V. Ex Post Facto Clause Violation (Article I Constitution)
Plaintiff also alleges Defendants violated the Ex Post Facto Clause when they required Plaintiff to take classes, which were not court ordered, to be released from administrative segregation. Dkt. 7, pp. 4-5. "Article I of the United States Constitution provides that the states may not pass any ex post facto law." Young v. Weston, 898 F. Supp. 744, 751 (W.D. Wash. 1995). "One function of the Ex Post Facto Clause is to bar enactments which, by retroactive operation, increase the punishment for a crime after its commission." See Garner v. Jones, 529 U.S. 244, 249 (2000) (citing U.S. Const. art.
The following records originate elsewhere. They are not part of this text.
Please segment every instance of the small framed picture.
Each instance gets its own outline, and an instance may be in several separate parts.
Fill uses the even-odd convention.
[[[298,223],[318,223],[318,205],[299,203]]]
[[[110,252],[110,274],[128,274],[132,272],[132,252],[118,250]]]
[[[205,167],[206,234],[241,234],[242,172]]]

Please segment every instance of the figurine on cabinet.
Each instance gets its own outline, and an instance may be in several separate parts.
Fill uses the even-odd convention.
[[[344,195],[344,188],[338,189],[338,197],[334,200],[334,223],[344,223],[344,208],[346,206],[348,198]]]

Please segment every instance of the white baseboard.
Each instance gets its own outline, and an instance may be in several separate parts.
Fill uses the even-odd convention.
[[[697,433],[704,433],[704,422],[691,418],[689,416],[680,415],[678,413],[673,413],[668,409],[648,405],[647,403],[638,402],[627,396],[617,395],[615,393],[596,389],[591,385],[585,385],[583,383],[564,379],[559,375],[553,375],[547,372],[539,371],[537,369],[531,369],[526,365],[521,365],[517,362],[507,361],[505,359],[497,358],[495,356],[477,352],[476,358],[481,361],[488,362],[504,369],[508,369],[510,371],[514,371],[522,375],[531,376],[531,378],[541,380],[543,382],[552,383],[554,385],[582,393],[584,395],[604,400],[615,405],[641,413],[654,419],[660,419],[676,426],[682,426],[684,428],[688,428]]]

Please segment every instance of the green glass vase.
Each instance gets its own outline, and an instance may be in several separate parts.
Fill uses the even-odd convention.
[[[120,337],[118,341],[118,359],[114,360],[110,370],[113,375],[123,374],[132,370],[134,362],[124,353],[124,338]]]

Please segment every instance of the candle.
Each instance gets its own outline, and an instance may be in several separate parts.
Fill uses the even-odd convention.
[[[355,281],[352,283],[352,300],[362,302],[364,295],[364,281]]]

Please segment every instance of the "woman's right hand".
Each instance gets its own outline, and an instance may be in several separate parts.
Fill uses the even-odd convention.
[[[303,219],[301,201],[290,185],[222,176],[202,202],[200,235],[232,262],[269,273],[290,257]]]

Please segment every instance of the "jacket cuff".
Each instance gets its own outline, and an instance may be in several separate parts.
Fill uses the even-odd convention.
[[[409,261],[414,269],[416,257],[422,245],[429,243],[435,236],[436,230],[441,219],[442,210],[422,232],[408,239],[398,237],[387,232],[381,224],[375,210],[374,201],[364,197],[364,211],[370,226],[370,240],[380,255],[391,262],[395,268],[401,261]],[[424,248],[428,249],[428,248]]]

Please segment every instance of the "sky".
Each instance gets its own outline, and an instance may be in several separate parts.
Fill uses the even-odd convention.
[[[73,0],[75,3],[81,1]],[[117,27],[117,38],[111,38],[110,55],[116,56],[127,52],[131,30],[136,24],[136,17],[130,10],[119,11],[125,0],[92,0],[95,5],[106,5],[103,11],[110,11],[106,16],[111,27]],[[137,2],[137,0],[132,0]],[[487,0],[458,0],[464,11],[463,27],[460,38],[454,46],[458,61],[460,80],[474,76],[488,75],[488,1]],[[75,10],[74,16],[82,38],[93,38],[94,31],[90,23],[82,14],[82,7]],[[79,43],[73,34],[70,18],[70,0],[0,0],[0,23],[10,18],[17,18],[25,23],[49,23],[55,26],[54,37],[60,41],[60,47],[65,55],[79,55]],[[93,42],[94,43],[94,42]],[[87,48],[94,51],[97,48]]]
I, § 10, cl. 1).
Plaintiff does not provide the Court with any laws or statutes which violated the Ex Post Facto Clause. He also does not allege his length of punishment increased. He alleges only that he was required to take classes before he could rejoin general population. Therefore, Plaintiff has not alleged a violation of the Ex Post Facto Clause. See Stewart v. Lehman, 129 F. App'x 357, 358 (9th Cir. 2005) (participating in an anger management class did not constitute an ex post facto law or otherwise violate the prisoner's due process rights). Accordingly, the Court recommends Plaintiff's ex post facto claim be dismissed.
CONCLUSION
Based on the foregoing, the undersigned recommends Defendants' Motion for Summary Judgment be granted and this case be closed.
Pursuant to 28 U.S.C. § 636(b)(1) and Fed. R. Civ. P. 72(b), the parties shall have fourteen (14) days from service of this Report to file written objections. See also Fed. R. Civ. P. 6. Failure to file objections will result in a waiver of those objections for purposes of de novo review by the district judge. See 28 U.S.C. § 636(b)(1)(C). Accommodating the time limit imposed by Fed. R. Civ. P. 72(b), the clerk is directed to set the matter for consideration on October 21, 2016, as noted in the caption.
Dated this 4th day of October, 2016.